Esta semana se viralizó una Carta al Director en un diario nacional, firmada por una madre trabajadora, bajo el título de «No soy malabarista«. La queja, bastante atendible, consiste en que a raíz de las estrictas medidas por la supuesta pandemia que vive el mundo, las madres que trabajan están a cargo de su casa y sus hijos, al miso tiempo que de sus trabajos.
A un año del inicio de esta pesadilla que alguien llamó Covid, las autoridades -que distan mucho de serlo en el sentido profundo de la palabra- anunciaron la vuelta a cuarentena, destrozando la dinámica personal del diario vivir, que en opinión de la lectora que escribió la carta, es un «riesgo ya aceptado».
No estoy de acuerdo con ella en que ese riesgo haya aparecido con la pandemia, porque existió siempre. La pandemia solo puso las luces sobre él. No obstante, la autora acierta en destacar a los empleadores como principales responsables de no tomar medidas adecuadas a la situación país, pretendiendo que todo siga funcionando como siempre, normal. Plazos normales, exigencias normales, horarios normales, como si nada estuviera pasando.
El llamado a la flexibilidad laboral, sin embargo, ocurrió hace décadas en países como Suecia, donde tanto mujeres como hombres tienen opciones laborales que se adaptan a la vida moderna.
Nuestra autora se acaba de dar cuenta que a la hora de elegir qué es prioridad -el colegio virtual de sus hijos, hacer el almuerzo o estar atenta en la reunión de trabajo-, no puede hacerlo. Porque todo eso es relevante. Es entonces cuando intentando organizar sus prioridades, termina sin almorzar o sin dormir. Probablemente también, sin prestar demasiada atención a sus propios hijos.
Ella sabe que a estas alturas podría tener la oficina en casa, ya encontró un rinconcito, ya se viste más cómoda, pero sus hijos son pequeños y necesitan ayuda para las clases virtuales, la comida no se cocina sola, el aseo no se hace solo, los correos electrónico no se responden solos, los llamados, las compras, el lavado, el planchado…¿Y el padre?

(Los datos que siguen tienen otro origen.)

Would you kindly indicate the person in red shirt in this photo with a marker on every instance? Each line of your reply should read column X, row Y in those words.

Los padres viven lo mismo, solo que nunca antes había caído en ellos la labor del hogar y los hijos, razón por la cual aun en este siglo 21 hay tantas mujeres que siguen aceptando la pasividad de sus parejas en las labores domésticas.
La mujer ha sido siempre una malabarista. No ahora. Siempre tuvo que sacrificarse por otros, siempre asumió roles completamente abusivos, y los empleadores lo saben. Se aprovechan. Saben que entre ellas, las madres que quieren ganar su propio dinero y desarrollarse profesionalmente, aun no están tan organizadas como para reunirse y decirle a su jefe que debe cambiar las reglas. Saben que vendrá otra y hará lo que ellas no quieren hacer. Saben que entre ellas, hay traidoras.
Nuestra autora termina su columna diciendo que retrocedimos 20 años en el mercado laboral femenino -muy cierto- y que todas las madres trabajadoras terminarán locas. Eso es un hecho, pero hace rato. Conozco madres trabajadoras con neurosis, empastilladas, alcohólicas, autodestructivas, infelices, pero no conozco ninguna que me haya dicho: me encanta ser madre trabajadora. Es lo mejor que me ha pasado en la vida. Es fácil de organizar y me da calidad de vida en lo personal y familiar. No existe mujer con trabajo que diga tal cosa.
Porque habrá traidoras, pero mentirosas son menos. Es más difícil esconder tamaño nivel de malestar y fingir que todo está bien. Porque en el fondo saben, que no hay solución. Que ser mamá -o al menos una buena mamá; guía, cercana y presente- y trabajar es completamente incompatible, a no ser que las reglas del juego cambien. Cambien para todas las mujeres del mundo, de modo tal que sea el trabajo el que se adapte a las mujeres trabajadoras y no al revés.
De ningún otro modo, y esto hay que decirlo enfáticamente, se podrá jamás tener mujeres felices en una sociedad. Porque nada es más difícil en la vida, que querer estar para tus hijos, y no poder. No se trata de no poder ir a la peluquería o al cine, ni siquiera de no poder tener la casa ordenada, sino del profundo dolor de saber que lo que sea que estés haciendo o donde sea que estés, no podrás disfrutarlo. Y las razones son tan básicas, tan obvias, tan biológicas que no resisten análisis; los niños necesitan ser cuidados.
Es duro decirlo; pero si con esta pandemia global y todo lo que ha implicado -la enfermedad, el horror de la muerte, la soledad impuesta, la cesantía, muchas veces le hambre- las reglas del juego no cambian para la mujer, entonces nunca lo harán. porque el mundo no vio nunca antes un malabarismo femenino tan imposible; el de manejar todo, pero encerradas. Sin redes de apoyo, sin contención, sin colaboración. Solas.